MMI-L2-Moodle
Lecture Overview
Course Title: MVLS: Life Sciences Level 2
Topic: Contemporary Issues in Biology 2 Block 2
Lecturers: Dr. Stevie A Bain (she/her), Dr. Paul Capewell (he/him)
Intended Learning Outcomes
Difference Between Samples and Populations: Understanding the distinction between individual samples and entire populations.
Sampling Error: Definition and explanation of how sampling error can occur.
Data Classification: Identify and present data as continuous or categorical appropriately.
Statistical Hypotheses: Formulate null hypotheses (H0) and alternative hypotheses (H1) for various experiments.
Chi-squared Test: Overview of the chi-squared test, including calculations (observed counts, expected counts, degrees of freedom, p-values). Note: R code not required for memorization.
Data Presentation
Class Height Data
Visualization: Histogram for MMI1$Height with various heights marked.
Histograms
Hist() Command Modifiers:
Number of bins:
breaks
X-axis label:
xlab
Y-axis label:
ylab
Bar color:
col
Main title:
main
X-axis limit:
xlim
Y-axis limit:
ylim
Samples and Populations
Definition of Sample: A sample is a very small subset of a total population.
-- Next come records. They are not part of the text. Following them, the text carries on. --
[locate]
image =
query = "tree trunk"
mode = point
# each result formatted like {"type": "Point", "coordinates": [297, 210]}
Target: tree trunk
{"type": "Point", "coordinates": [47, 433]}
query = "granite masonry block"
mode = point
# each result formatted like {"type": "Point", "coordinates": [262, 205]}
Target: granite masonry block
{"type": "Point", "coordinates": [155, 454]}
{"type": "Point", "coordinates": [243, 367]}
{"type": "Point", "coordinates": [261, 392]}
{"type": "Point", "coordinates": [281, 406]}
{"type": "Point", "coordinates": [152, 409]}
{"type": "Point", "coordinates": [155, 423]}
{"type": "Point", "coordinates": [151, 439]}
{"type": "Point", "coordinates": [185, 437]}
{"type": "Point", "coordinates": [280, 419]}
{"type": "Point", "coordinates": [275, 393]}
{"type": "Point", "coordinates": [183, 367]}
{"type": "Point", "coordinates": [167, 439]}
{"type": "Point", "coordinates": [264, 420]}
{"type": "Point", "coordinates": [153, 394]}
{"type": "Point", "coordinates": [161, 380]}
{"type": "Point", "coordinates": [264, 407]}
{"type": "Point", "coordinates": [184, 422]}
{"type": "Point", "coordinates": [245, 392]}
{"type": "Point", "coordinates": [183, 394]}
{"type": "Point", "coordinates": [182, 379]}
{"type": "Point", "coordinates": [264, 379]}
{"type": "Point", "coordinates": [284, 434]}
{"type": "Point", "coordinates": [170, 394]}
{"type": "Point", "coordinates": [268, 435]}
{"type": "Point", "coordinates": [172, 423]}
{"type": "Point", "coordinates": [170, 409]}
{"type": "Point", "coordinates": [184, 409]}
Population: All members constituting a defined group.
Representativeness: Questions of how well a sample represents the population and potential sampling biases.
Investigation Approach
Random Subsets: Conduct random sampling to perform statistical analyses (mean, median, range).
Impact on Results: Explore whether random sampling influences outcomes.
Sampling Error
Definition: Random variation in data arising from sampling only part of the population.
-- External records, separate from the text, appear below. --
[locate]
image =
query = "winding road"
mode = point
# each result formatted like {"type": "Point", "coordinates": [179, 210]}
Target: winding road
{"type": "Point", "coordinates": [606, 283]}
Factors Influencing Human Height
Various influences include:
Genetic factors (inheritance, parental height)
Environmental conditions (nutrition, lifestyle)
Societal factors (socioeconomic status, beauty standards)
Biological factors (hormone levels, medical conditions)
Geographical location and climate influences
Biological Sex as a Modifier of Height
Importance of collecting data on biological sex alongside height data.
Participation in data collection is voluntary and anonymous.
Data Analysis Steps
Clean data using Excel.
Use R Studio for visualization and statistical analysis.
Acknowledge differences between continuous and categorical data in presentation and analysis.
Expected Outcomes
Discuss inferences regarding expected sex ratios based on genetic determination.
Comparison of expected versus observed graphs will be assessed.
Importance of Statistical Testing
Mere observation of data is insufficient; statistical testing validates findings.
Consider if deviations from expectations result from sampling error or other factors.
Hypotheses in Statistics
Statistical Hypothesis: An assumption about population characteristics or variable relationships subject to testing.
Null Hypothesis (H0):
Default assumption that there’s no relationship or effect.
Categorical outcomes assumed equally likely.
Alternative Hypothesis (H1):
Suggests a difference exists; categorical outcomes are not equally likely.
Sex Ratio Contextual Hypotheses
Design hypotheses to evaluate sex ratios using:
H0: Male to female ratio = 1:1
H1: Male to female ratio ≠ 1:1
Further variations can be hypothesized (more females or males).
Chi-squared Test
Application: Used for categorical data to compare observed versus expected frequencies under H0.
Assumptions:
Categories are mutually exclusive.
Observations are independent.
Expected values mostly > 5.
Formula:
( \chi^2 = \sum \frac{(d^2)}{e} ) where ( d ) = observed - expected.
Contingency Table and Degrees of Freedom
Construct a contingency table to display observed counts.
Calculate degrees of freedom using: (rows - 1) x (columns - 1).
Calculating p-values
Example p-value chart provided for significance levels based on the chi-squared statistic and degrees of freedom.
Using R for Analysis
Utilization of R for expedited statistical analysis and p-value computations.
Upcoming Topics
Tomorrow's Lecture: Focus on interpreting p-values and assess the role of genetic sex as a modifier of human height.